Adiamento foi feito para que a família possa estar presente "em maior número".
A Assembleia da República adiou esta sexta-feira, por uma semana, a votação de um voto de pesar pela morte do escritor e médico António Lobo Antunes, para que a família possa estar presente "em maior número".
Durante o período de votações, o vice-presidente Diogo Pacheco de Amorim, que conduzia os trabalhos, anunciou que a Mesa tinha recebido do gabinete do presidente da Assembleia da República um pedido de adiamento da votação do pesar apresentado por José Pedro Aguiar-Branco para a próxima semana, "para a família poder estar aqui em maior número, porque não poderiam estar aqui todos que gostariam de vir esta semana".
O líder parlamentar do PSD, Hugo Soares, indicou que estava presente nas galerias uma filha de António Lobo Antunes e que a bancada queria prestar "uma última homenagem", endereçando-lhe sentimentos.
Pelo PS, o líder parlamentar, Eurico Brilhante Dias, referiu que "não é muito comum fazer a retirada de um voto do guião" quando já decorrem as votações.

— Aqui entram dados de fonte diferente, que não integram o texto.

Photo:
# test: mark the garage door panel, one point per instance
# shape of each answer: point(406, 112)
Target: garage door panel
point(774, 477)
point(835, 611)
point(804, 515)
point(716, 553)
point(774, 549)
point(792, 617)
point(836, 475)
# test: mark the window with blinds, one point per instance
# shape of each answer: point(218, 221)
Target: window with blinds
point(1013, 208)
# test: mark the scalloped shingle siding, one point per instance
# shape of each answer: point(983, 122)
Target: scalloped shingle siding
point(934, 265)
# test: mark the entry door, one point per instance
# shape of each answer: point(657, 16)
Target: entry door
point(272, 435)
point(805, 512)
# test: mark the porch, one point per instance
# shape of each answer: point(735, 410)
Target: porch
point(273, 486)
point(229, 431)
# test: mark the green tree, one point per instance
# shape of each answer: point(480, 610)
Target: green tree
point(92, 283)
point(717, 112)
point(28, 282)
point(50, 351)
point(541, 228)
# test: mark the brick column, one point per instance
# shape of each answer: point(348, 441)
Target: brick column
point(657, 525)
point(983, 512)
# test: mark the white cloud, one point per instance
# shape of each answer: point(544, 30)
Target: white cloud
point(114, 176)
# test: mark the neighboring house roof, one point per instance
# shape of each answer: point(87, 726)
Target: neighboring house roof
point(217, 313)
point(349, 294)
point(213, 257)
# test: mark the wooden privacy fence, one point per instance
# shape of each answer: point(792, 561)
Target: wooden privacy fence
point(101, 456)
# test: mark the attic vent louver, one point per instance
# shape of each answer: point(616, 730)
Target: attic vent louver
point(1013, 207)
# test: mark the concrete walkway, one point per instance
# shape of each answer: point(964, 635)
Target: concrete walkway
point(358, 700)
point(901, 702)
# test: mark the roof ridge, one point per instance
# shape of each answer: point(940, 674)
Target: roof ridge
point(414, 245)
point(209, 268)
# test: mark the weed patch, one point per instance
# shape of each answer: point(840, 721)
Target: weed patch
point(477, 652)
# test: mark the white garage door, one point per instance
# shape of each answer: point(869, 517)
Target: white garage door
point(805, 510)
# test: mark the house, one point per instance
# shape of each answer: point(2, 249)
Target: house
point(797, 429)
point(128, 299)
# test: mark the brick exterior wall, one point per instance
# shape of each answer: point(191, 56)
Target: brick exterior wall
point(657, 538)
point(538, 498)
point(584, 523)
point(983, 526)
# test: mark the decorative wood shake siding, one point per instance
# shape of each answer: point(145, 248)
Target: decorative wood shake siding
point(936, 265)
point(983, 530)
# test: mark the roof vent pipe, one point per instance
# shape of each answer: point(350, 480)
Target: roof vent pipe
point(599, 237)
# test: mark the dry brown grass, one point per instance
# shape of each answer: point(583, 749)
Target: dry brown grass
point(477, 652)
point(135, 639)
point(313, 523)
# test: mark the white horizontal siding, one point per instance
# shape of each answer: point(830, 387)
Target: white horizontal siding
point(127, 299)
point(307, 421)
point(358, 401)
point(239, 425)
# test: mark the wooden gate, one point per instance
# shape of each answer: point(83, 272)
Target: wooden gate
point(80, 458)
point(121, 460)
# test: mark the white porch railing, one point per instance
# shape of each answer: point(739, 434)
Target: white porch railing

"Contudo, estando a família presente, o Grupo Parlamentar do Partido Socialista, que muito nos unia a António Lobo Antunes, não quer deixar de marcar a presença de parte da sua família e endereçar à família as condolências", afirmou o socialista.
Também a líder parlamentar do Livre, Isabel Mendes Lopes, pediu a palavra para deixar a sua homenagem ao escritor e médico.
"Eu julgo que está toda a Câmara de acordo, quer no adiamento do voto, quer em dirigir à filha de António Lobo Antunes, as nossas condolências e as condolências de toda a câmara. Fica então decidido e o voto será apresentado na próxima semana", anunciou Pacheco Amorim.
Na sessão plenária de esta sexta-feira, foi aprovado um outro voto de pesar pela morte de Godelieve Meersschaert, assinalando que foi uma "figura central da luta pelos direitos humanos e fundadora da Associação Cultural Moinho da Juventude", no bairro da Cova da Moura, na Amadora.
"O seu percurso foi reconhecido em 2005 pelo Presidente Jorge Sampaio, que a agraciou com a Ordem de Mérito, e em 2007, quando a Associação Cultural Moinho da Juventude recebeu o Prémio Direitos Humanos da Assembleia da República", indica o voto que foi aprovado por unanimidade.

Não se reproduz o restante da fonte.